I am responding to the Walking Inquiry’s question, ‘What is our response?’ The Walking Inquiry, and GDWG’s tireless advocacy and campaigning, have powerfully underscored the harms of detention to individuals and society, and the fundamental injustice of locking people up without time limit for immigration purposes.

Our response can only be to demand an end to detention – for everyone. And the ‘for everyone’ is vital, as there is a risk that some people are excluded in the current moves towards detention reform. It is an important step in the right direction that Labour committed to a time limit on detention in its last manifesto, and that the Conservatives have recognised the need to reduce detention – but these political commitments exclude the detention of people with convictions.

I am a former GDWG caseworker and university researcher, and am currently collaborating with GDWG on a research project exploring the processes by which people face detention and deportation as a result of time in prison or contact with the police. The majority of people in detention are in this situation; and people with convictions spend on average much longer in detention than other groups. In my research I have spoken with people who came to the UK as children, got into trouble with the police as teenagers, and found themselves facing deportation to a country they barely remember.
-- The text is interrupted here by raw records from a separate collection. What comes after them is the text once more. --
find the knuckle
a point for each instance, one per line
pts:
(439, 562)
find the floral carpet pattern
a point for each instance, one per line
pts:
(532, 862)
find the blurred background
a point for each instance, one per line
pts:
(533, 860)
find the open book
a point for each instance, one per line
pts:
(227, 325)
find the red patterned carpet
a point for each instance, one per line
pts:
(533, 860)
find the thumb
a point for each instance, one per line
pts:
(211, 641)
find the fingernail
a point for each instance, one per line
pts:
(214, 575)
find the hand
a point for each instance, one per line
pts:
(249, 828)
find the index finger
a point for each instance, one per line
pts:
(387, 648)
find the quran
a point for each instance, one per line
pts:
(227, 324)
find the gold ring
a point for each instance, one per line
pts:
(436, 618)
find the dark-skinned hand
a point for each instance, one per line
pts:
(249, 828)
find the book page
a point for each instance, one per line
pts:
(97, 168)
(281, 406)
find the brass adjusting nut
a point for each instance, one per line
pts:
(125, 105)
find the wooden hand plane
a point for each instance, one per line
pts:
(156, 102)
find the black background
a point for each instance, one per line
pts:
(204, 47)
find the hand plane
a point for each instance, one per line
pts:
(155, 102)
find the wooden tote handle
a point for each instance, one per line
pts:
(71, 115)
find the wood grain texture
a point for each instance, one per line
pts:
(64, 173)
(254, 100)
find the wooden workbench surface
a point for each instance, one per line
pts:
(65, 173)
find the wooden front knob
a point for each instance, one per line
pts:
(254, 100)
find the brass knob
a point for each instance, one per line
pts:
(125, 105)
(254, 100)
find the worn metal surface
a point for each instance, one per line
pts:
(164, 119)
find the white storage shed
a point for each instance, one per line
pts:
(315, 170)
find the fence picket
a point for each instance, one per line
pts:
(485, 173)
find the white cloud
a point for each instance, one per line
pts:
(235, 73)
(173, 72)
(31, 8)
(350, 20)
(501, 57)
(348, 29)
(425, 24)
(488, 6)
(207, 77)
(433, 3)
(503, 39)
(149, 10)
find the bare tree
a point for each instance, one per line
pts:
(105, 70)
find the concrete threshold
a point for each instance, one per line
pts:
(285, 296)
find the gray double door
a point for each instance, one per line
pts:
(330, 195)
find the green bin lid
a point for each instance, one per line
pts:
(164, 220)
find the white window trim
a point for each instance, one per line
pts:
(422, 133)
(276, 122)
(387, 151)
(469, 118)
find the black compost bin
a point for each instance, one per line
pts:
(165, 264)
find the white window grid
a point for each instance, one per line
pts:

I have spoken to an asylum seeker given a prison sentence for touching the rudder of the boat he was in crossing the English Channel. I have spoken to a survivor of modern slavery convicted for work he was forced to do by his traffickers. All of these people have served their time; and then experienced the ‘double punishment’ of detention, sometimes spending longer in detention than their original prison sentence. This is wrong, and we must stand up and say it is wrong. Locking people without time limit for immigration purposes can never be justified, for anyone. In the fight to end detention, we must leave no one behind.